Three Days Of The Condor

Sydney Pollack made more than his fair share of Hollywood's better films of the 1970s and Three Days of the Condor comes from this high-water period of his directorial career. Its era-typical preoccupation with conspiratorial government manipulation vs the power of the people looks rather naïve from a post-Bush Administration perspective, particularly given the story’s Middle East oil connection but in its day the film was quite innovative for investing the thriller format with a provocative political thesis (Redford’s next film, All The President’s Men would invert the ratio).  

Redford plays Joe Turner, a researcher employed by a CIA front, the American Literary Historical Society. One day he goes out for lunch and when he returns he finds all his colleagues have been shot dead.  We then follow Turner as he tries to work out who is trying to kill him and why.

The first half of the film is compelling with Redford as an ordinary Joe smart enough to stay one step ahead of the CIA which we discern has some kind of rogue operation within it which is responsible for the killings. Exactly who is working for who is not clear but it doesn’t really matter as Pollack shapes the narrative well. These were the days when people still used public phone boxes so there is lots of quality New York location photography as Turner tries to stay ahead of the game.
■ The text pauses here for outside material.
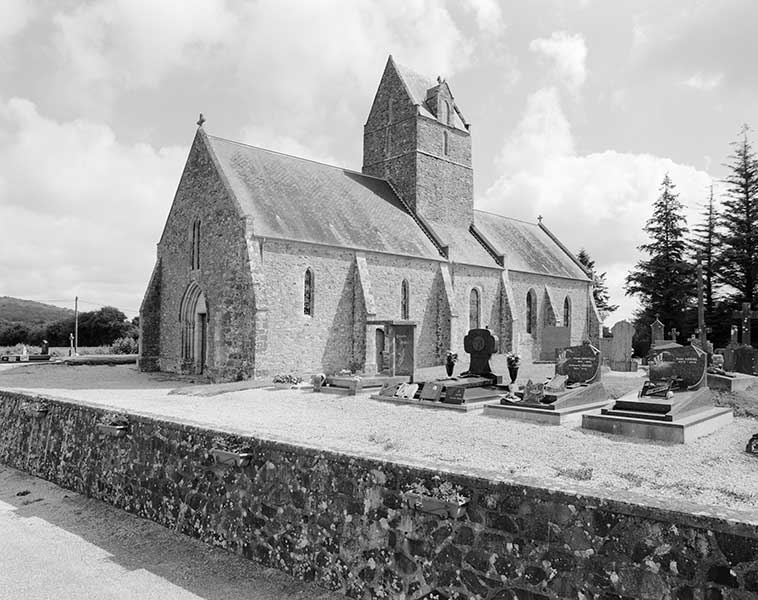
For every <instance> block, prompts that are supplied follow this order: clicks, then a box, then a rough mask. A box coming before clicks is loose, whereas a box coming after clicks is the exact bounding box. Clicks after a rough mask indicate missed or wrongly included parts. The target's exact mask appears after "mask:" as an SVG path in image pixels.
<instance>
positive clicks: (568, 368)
mask: <svg viewBox="0 0 758 600" xmlns="http://www.w3.org/2000/svg"><path fill="white" fill-rule="evenodd" d="M600 365H601V354H600V350H598V349H597V348H595V347H594V346H592V345H591V344H590V343H589V342H584V343H583V344H582V345H581V346H569V347H568V348H563V349H561V350H557V351H556V361H555V375H554V376H553V378H552V379H551V380H550V381H549V382H547V383H546V384H534V383H532V381H531V380H529V381H528V382H527V384H526V386H525V387H524V389H523V391H520V392H516V394H514V395H510V394H509V395H506V396H505V397H503V398H501V400H500V405H499V406H497V405H490V406H488V407H486V408H485V414H493V415H494V414H498V413H500V414H501V415H508V416H512V417H517V418H522V419H528V420H537V421H540V422H543V423H552V424H554V425H559V424H561V423H562V422H563V420H565V419H566V418H569V417H570V416H571V415H572V414H576V413H579V412H583V411H587V410H592V409H594V408H600V407H602V406H605V405H606V404H607V403H608V401H609V400H608V393H607V392H606V390H605V388H604V387H603V384H602V383H601V382H600V373H601V370H600ZM536 413H544V414H541V415H538V416H535V415H536ZM548 413H550V414H548Z"/></svg>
Unfortunately once Faye Dunaway enters, or, more correctly, is dragged into, the situation the film starts to lose focus with an old-fashioned squidgy romance that comes out of nowhere (and which is underpinned by Dave Grusin’s soft-jazz score) and which might have been from another movie. Whilst this is in itself quite well done with Dunaway turning in a winning performance, once her Kathy has been bedded and becomes Turner’s accomplice the plotting becomes facile with Turner besting some droog with a machine gun and turning out to be a breaking-and-entering, phone-tapping whizz as Kathy plays Robin to his Batman.  Once she drops out of things and the film reverts to cold male pragmatism things pick up somewhat.

Max von Sydow is effective as a contract assassin, Cliff Robertson sports a remarkable comb-over and John Houseman is particularly good as the bow-tie wearing 'M'-like Head of Operations.  In some respects Three Days of the Condor is of more interest as an early example of the modern “political” thriller than in itself but Pollack’s classy direction and the comparablr performances still gives us something worth watching.